Why Software Language Engineering?
- 1.1 An Increasing Number of Languages
- 1.2 Software Languages
- 1.3 The Changing Nature of Software Languages
- 1.4 The Complexity Crisis
- 1.5 What We Can Learn From ...
- 1.6 Summary
- An invasion of armies can be resisted, but not an idea whose time has come.
- —Victor Hugo French dramatist, novelist, and poet (1802–1885)
This chapter explains why languages are becoming more and more important in computer science and why language engineering, the art of creating languages, is an important topic for computer scientists. This chapter also gives some background knowledge on several theories regarding languages and language engineering.
1.1 An Increasing Number of Languages
In the past few years, an increasing number of languages used for designing and creating software have been created. Along with that has come an increasing interest in language engineering: in other words, the act of creating languages.
First, domain-specific languages (DSLs) have become more and more dominant. DSLs—languages for describing software—are focused on describing either a certain aspect of a software system or that software system from a particular viewpoint. One can compare a DSL to a certain jargon, for example, in stockmarket jargon terms like "going short" and "bear market" have specific meaning.

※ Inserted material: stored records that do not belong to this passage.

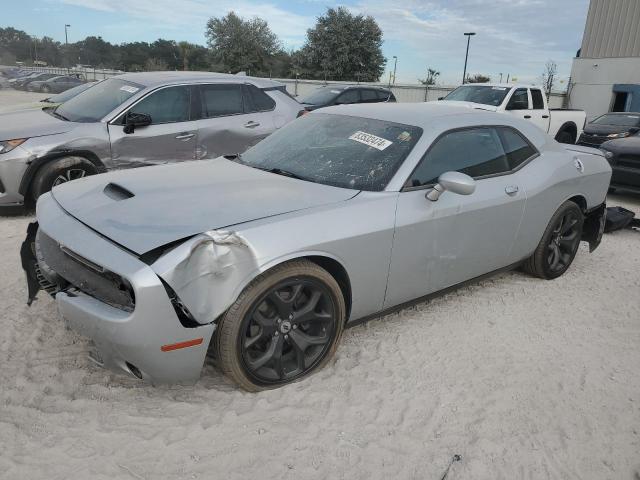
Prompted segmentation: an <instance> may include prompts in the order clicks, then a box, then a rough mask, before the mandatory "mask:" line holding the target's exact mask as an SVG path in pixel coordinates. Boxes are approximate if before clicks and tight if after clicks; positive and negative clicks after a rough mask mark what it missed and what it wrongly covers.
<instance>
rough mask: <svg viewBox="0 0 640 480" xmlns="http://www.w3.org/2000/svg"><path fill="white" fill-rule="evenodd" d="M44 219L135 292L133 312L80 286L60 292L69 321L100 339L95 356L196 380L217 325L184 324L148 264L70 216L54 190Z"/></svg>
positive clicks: (94, 357) (40, 223) (151, 372)
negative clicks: (63, 208)
mask: <svg viewBox="0 0 640 480" xmlns="http://www.w3.org/2000/svg"><path fill="white" fill-rule="evenodd" d="M38 220H39V222H40V228H41V229H42V230H43V231H44V233H46V234H47V235H48V236H49V237H51V238H53V239H55V240H56V241H57V242H58V243H60V244H61V245H63V246H64V247H65V248H66V249H69V250H71V251H73V252H74V253H75V254H77V255H79V256H81V257H82V258H84V259H86V260H89V261H90V262H93V263H95V264H96V265H100V266H102V267H104V268H106V269H108V270H109V271H111V272H114V273H116V274H118V275H121V276H122V277H123V278H125V279H127V281H128V282H129V283H130V284H131V286H132V288H133V291H134V293H135V308H134V309H133V310H132V311H130V312H128V311H126V310H123V309H120V308H117V307H114V306H111V305H108V304H107V303H104V302H102V301H100V300H98V299H96V298H94V297H92V296H90V295H88V294H86V293H84V292H82V291H81V288H82V286H78V285H74V286H72V287H70V288H69V289H67V290H66V291H60V292H57V293H56V294H55V298H56V303H57V305H58V310H59V312H60V314H61V315H62V317H63V318H64V319H65V321H66V322H67V323H68V325H69V326H70V327H71V328H72V329H73V330H75V331H77V332H78V333H80V334H82V335H84V336H87V337H89V338H90V339H91V340H92V341H93V342H94V344H95V348H96V351H95V352H94V354H93V355H92V358H93V360H94V361H96V362H97V363H99V364H101V365H103V366H104V367H106V368H109V369H111V370H114V371H116V372H125V373H128V374H130V375H132V376H134V377H138V378H142V379H144V380H147V381H149V382H151V383H154V384H159V383H192V382H195V381H196V380H197V379H198V378H199V377H200V372H201V370H202V366H203V364H204V360H205V357H206V354H207V349H208V346H209V343H210V340H211V336H212V335H213V332H214V330H215V325H214V324H207V325H200V326H197V327H194V328H186V327H184V326H183V325H182V324H181V323H180V320H179V319H178V317H177V315H176V313H175V310H174V307H173V305H172V304H171V301H170V299H169V297H168V295H167V291H166V290H165V288H164V286H163V284H162V282H161V281H160V279H159V278H158V276H157V275H156V274H155V273H154V272H153V270H152V269H151V268H150V267H149V266H148V265H146V264H145V263H143V262H141V261H140V260H138V259H137V258H136V257H135V256H133V255H131V254H130V253H129V252H127V251H125V250H123V249H121V248H120V247H118V246H116V245H114V244H113V243H111V242H110V241H108V240H107V239H105V238H103V237H101V236H100V235H98V234H96V233H95V232H94V231H92V230H90V229H89V228H87V227H86V226H84V225H83V224H81V223H80V222H78V221H77V220H76V219H74V218H73V217H71V216H70V215H68V214H67V213H66V212H65V211H64V210H63V209H62V208H61V207H60V206H59V205H58V204H57V202H56V201H55V200H54V199H53V198H52V197H51V195H50V194H46V195H45V196H44V197H43V198H41V199H40V200H39V201H38ZM45 261H46V259H45Z"/></svg>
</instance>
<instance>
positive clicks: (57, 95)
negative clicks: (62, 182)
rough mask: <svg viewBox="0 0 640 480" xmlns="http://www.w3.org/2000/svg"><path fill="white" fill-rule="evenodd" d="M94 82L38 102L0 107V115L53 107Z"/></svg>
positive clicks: (53, 95) (84, 84)
mask: <svg viewBox="0 0 640 480" xmlns="http://www.w3.org/2000/svg"><path fill="white" fill-rule="evenodd" d="M96 84H97V82H87V83H81V84H80V85H78V86H77V87H73V88H70V89H69V90H66V91H64V92H62V93H58V94H56V95H52V96H51V97H47V98H43V99H42V100H40V101H39V102H30V103H19V104H17V105H9V106H7V107H0V115H2V114H4V113H10V112H17V111H19V110H42V109H43V108H55V107H57V106H58V105H61V104H63V103H64V102H66V101H67V100H70V99H72V98H73V97H75V96H76V95H78V94H79V93H81V92H84V91H85V90H87V89H88V88H90V87H92V86H93V85H96ZM0 118H1V117H0ZM0 158H1V157H0Z"/></svg>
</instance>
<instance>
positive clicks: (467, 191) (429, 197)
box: [426, 172, 476, 202]
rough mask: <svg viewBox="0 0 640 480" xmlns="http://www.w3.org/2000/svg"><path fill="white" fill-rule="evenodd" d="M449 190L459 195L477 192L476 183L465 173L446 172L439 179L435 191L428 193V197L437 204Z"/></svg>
mask: <svg viewBox="0 0 640 480" xmlns="http://www.w3.org/2000/svg"><path fill="white" fill-rule="evenodd" d="M447 190H448V191H450V192H453V193H457V194H458V195H471V194H472V193H473V192H475V190H476V181H475V180H474V179H473V178H471V177H470V176H469V175H466V174H464V173H460V172H444V173H443V174H442V175H440V176H439V177H438V183H436V184H435V185H434V186H433V189H432V190H429V191H428V192H427V195H426V197H427V198H428V199H429V200H431V201H432V202H435V201H437V200H438V199H439V198H440V195H442V194H443V193H444V192H446V191H447Z"/></svg>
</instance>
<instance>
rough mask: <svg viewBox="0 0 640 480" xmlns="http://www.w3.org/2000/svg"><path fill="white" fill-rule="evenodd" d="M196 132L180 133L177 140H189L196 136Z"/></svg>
mask: <svg viewBox="0 0 640 480" xmlns="http://www.w3.org/2000/svg"><path fill="white" fill-rule="evenodd" d="M195 136H196V134H195V133H186V132H184V133H181V134H180V135H178V136H176V140H189V139H190V138H193V137H195Z"/></svg>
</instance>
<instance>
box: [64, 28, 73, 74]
mask: <svg viewBox="0 0 640 480" xmlns="http://www.w3.org/2000/svg"><path fill="white" fill-rule="evenodd" d="M70 26H71V25H69V24H68V23H65V24H64V57H65V62H64V63H66V64H67V73H69V64H68V61H69V35H68V34H67V28H69V27H70Z"/></svg>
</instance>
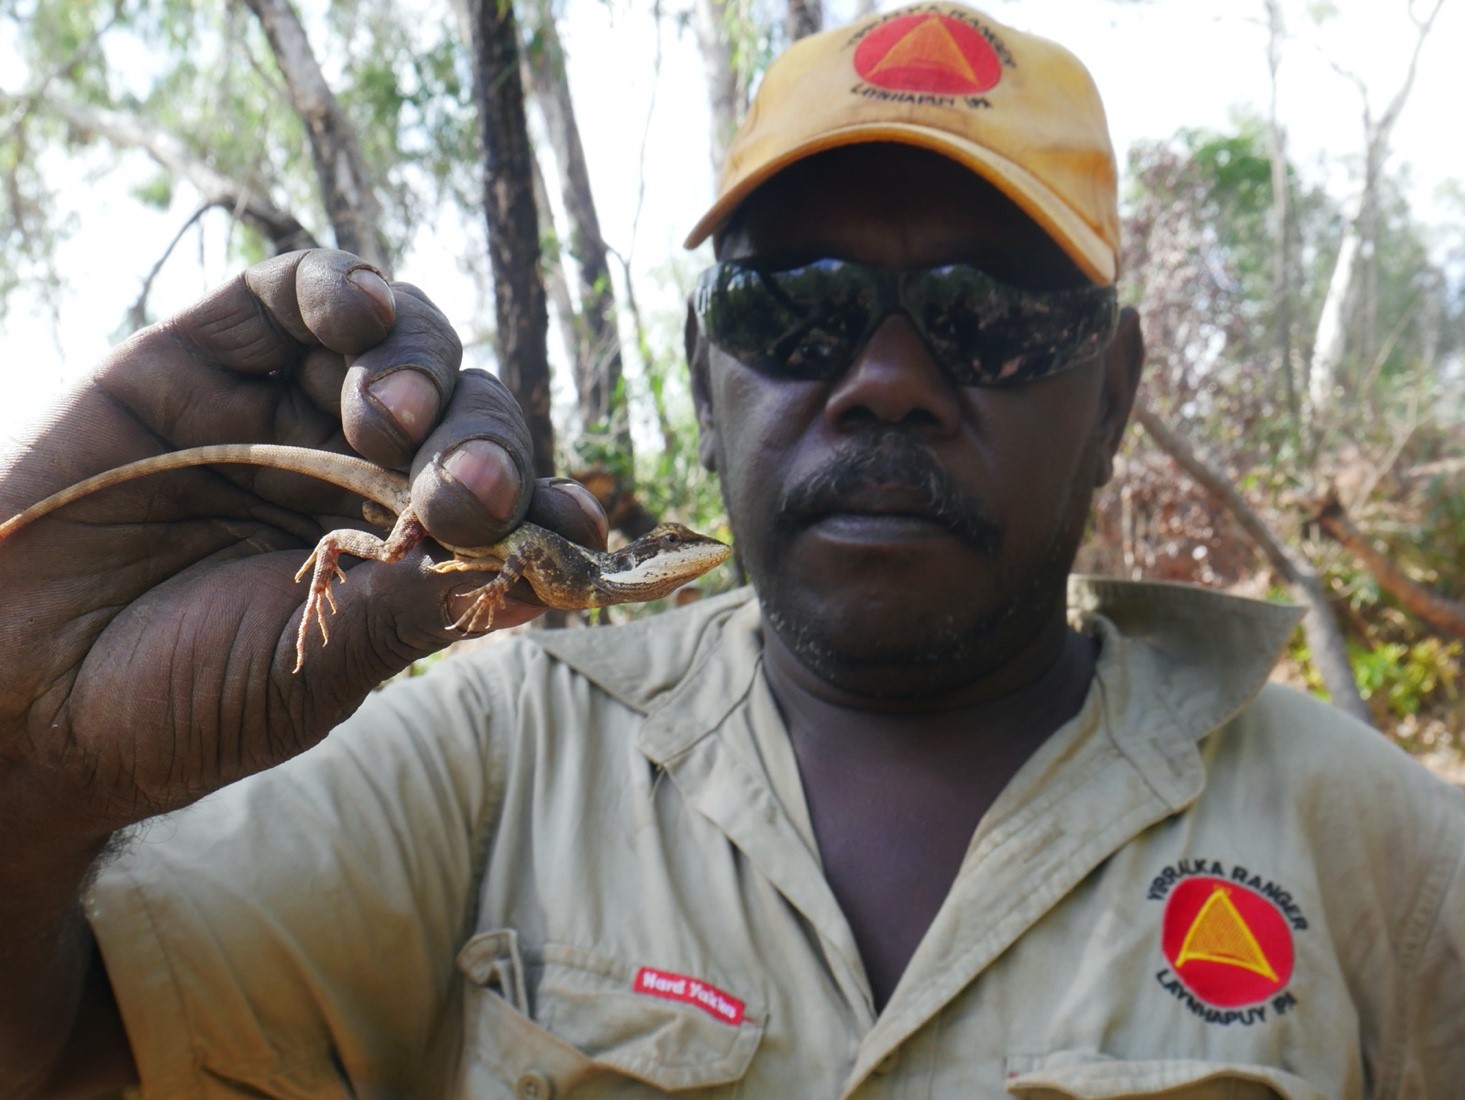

Second, modeling languages, specifically domain-specific modeling languages (DSMLs)—a special type of DSL—have become very important within the field of model-driven development (MDD), also known as model-driven architecture (MDA). Each model is written in a specific language, and the model is transformed into another model written in (in most cases) yet another language. Without the existence of multiple modeling and programming languages, model-driven development would be certainly less relevant. However, multiple languages do exist and, judging by the number of (programming) language debates on the Internet, many people are very happy with that. They are glad that they can use their favorite language because, in their opinion, the other languages are all so very worthless.
Another driving force behind the increase in the number of languages used in software development is the recognition of various categories of software systems. Each category of software systems, or architecture type, defines its own set of languages. For example, Service Oriented Architecture (SOA) has brought a large number of languages into being:
- Semantic Web Services Language (SWSL)
- Web Services Business Process Execution Language (WS-BPEL)
- Web Services Choreography Description Language (WS-CDL)
- Web Services Description Language (WSDL)
- Web Services Flow Language (WSFL, from IBM)
- Web Services Modeling Language (WSML, from ESSI WSMO group)
The coming years will bring more and more languages describing software into this world. Without a doubt, there will be developments similar to the ones we have witnessed in the creation of programming languages. Some languages will be defined and owned by private companies, never to be used outside that company. Some languages will be defined by standardization committees (e.g., OMG, CCITT, DOD, ISO); others will be created by private companies and standardized later on. Some languages will become popular, and some will find an early death in oblivion. But the one thing we can be certain of is that information technology (IT) professionals will be spending their time and efforts on creating languages and the tooling to support their use.